じわじわと気温が下がってくれれば「秋の訪れ」などとありがたがるはずなのに、こう連日不順な天気ではむしろ夏を返せと言いたくなります。

私の仕事でいうと、今年の8月はまるで1ヶ月夏休みを取ったかのように、実に動きが少ないままに終わってしまいました。
進めたい仕事もありました。完遂するはずだったこともありましたが、どれも消化不良のままです。
なぜこうなった? と色々振り返るのですが、あまりまともな分析に至りません。

先ほど触れた夏の天候不順くらいしか、8月の不調の原因が見当たらない。
仕事の低迷を環境のせいにするわけにはいかないし、それをやってしまうと前に進まなくなるので、もう一度原因を追求するわけですが、そこにもまた隘路が待っている。
こういうとき、私は「忘れる」という究極のビジネスツールを使うことにしています。

覚えていた方がいいことがあるのと同じくらい、忘れた方がいいことが、人生にはあります。
ところが、人間、持っていないものを得ようとするのは日常でも、持っているものを捨て去ることを日常にはしていません。
また、これまで受けた教育からしても、何かを得るように努力せよと言われたことがあっても、何かを捨て去れと言われることはそう滅多にない。

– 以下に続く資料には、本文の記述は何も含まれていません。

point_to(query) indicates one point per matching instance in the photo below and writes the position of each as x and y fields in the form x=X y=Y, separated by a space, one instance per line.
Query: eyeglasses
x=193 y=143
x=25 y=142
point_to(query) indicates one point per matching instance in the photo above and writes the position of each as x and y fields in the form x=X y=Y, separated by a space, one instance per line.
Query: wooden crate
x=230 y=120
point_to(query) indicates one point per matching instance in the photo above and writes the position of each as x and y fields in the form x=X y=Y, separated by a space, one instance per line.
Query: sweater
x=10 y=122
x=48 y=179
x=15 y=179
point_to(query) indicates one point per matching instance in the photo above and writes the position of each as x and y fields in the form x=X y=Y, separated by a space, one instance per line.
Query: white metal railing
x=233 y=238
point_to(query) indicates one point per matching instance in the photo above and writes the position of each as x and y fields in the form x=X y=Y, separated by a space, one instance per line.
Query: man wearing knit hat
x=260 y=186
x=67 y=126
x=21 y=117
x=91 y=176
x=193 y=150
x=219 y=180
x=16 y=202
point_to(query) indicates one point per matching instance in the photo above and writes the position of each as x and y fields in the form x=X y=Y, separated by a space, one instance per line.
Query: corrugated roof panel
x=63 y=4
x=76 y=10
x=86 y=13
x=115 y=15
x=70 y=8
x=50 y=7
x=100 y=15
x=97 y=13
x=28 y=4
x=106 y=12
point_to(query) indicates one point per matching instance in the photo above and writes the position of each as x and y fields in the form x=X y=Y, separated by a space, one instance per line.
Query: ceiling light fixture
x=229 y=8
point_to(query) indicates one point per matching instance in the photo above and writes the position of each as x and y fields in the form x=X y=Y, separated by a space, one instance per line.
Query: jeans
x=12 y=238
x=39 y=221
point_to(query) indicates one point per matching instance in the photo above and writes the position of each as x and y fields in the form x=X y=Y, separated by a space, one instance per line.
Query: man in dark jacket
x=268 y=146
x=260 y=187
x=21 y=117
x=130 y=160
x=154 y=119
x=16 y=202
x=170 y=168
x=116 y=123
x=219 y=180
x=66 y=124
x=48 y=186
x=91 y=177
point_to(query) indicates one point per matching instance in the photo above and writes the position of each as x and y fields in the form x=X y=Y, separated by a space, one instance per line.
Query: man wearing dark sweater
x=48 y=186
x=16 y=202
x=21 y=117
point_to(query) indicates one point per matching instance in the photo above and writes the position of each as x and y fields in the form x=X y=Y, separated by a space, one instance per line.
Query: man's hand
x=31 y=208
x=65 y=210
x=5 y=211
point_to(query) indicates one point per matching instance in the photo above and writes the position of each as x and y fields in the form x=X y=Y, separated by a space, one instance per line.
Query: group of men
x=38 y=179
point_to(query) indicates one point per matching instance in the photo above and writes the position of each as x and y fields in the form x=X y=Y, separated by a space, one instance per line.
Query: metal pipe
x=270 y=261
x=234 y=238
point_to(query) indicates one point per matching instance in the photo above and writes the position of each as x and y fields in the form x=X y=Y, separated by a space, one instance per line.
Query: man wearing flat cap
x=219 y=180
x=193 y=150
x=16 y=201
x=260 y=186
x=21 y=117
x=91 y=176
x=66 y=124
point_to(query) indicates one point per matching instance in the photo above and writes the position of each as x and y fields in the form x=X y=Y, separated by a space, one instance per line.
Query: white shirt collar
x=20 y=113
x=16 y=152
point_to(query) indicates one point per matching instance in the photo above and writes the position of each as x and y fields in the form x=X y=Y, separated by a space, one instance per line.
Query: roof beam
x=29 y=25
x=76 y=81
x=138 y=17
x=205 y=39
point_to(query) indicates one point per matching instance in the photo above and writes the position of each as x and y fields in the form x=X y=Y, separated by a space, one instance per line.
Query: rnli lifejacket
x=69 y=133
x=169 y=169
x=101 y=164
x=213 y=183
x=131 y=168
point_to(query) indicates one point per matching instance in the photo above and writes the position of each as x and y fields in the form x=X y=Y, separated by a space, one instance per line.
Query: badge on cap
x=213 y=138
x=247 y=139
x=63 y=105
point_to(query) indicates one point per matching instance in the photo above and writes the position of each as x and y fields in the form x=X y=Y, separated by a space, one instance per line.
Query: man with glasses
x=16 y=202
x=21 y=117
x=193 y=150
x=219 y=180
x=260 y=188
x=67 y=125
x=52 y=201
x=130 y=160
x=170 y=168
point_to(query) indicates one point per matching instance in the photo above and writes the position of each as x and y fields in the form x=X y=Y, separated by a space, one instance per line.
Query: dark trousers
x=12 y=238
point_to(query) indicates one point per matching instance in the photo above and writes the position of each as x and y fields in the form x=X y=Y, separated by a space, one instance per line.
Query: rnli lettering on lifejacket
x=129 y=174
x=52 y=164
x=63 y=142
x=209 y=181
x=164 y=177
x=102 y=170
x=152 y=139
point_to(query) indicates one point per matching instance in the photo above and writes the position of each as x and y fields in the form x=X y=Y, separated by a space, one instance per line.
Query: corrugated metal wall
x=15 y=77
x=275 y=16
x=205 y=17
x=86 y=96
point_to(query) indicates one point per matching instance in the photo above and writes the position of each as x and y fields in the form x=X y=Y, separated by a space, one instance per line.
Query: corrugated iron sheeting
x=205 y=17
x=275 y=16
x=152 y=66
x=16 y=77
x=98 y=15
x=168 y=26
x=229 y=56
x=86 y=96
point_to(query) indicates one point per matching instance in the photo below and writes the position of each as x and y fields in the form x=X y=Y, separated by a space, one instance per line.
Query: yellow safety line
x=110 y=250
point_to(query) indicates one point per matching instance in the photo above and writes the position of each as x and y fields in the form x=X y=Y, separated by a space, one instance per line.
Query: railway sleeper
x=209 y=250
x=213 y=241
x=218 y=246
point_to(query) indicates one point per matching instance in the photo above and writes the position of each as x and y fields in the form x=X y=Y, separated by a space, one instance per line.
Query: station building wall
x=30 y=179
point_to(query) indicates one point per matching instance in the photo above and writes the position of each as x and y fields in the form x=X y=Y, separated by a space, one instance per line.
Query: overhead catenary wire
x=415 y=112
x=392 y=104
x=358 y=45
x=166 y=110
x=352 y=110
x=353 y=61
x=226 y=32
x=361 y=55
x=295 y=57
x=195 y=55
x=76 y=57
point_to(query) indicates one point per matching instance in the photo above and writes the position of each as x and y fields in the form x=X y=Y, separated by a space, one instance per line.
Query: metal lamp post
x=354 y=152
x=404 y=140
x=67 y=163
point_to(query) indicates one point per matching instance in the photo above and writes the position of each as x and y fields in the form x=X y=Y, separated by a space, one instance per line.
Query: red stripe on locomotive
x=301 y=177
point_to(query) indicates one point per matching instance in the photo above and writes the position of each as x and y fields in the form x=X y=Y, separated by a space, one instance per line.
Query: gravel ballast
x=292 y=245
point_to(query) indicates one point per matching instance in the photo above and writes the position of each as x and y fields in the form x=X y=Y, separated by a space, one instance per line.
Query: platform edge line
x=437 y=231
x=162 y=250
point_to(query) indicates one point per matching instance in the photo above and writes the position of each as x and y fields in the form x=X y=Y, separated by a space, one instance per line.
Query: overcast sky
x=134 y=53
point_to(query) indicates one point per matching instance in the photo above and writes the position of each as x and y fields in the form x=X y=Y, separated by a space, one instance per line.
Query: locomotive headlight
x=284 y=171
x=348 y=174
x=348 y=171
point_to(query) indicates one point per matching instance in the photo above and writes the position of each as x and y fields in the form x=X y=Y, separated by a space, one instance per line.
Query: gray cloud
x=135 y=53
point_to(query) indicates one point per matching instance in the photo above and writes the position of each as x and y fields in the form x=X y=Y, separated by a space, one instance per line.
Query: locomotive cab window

つまり、獲得することよりも放棄することの方が困難であり、覚えることよりも忘れることの方がはるかに難しい。そのため「忘れる」には、それなりのスキルが必要だというのが私の見解です。
私のやり方はだいたいこんな感じです。

1)反省しない
忘れるとは開き直ることでもあります。
従って、反省をやめてしまうこと、過去を振り返らないことがポイントだと考えます。

2)努力しない
これも開き直りですが、努力するのをやめます。
要は制御不能なことにやきもきするのはやめて、他のことをやろうよと。雨が降り止むのを待つ間、グランドには出ない。練習は中止です。

3)感情に結びつけない
感情的なことほど、記憶として脳みそに沈着します。
従って、起きてしまったことに感情を付帯しないことです。まるっきりマシーンになって起きてしまったことを冷静に見ます。もっと簡単に言うと、くよくよしない。

4)今までと違うことをする
リズムを変える、習慣を変える、滅多に会わない人に会う、いつもとは違う経路を使う、異なる経営課題に取り掛かるなどなど。新しい発見や気づきを自分に与えて「目先」を変えます。

5)忘れていたことを思い出す
原則に戻るという言い方もできます。忘れるためには違うことを思い出すのは効き目があります。放置したままの長期課題はないかとか、夜10時以降に食べるのはやめるとか、そういうことです。

そんなこんなで、気分を変えるわけですが、やはり時節というのは、忘れるきっかけをくれるものです。
もう月も変わったことだし、先月のことは忘れよう。
とまあ、こんな感じで9月をスタートした次第です。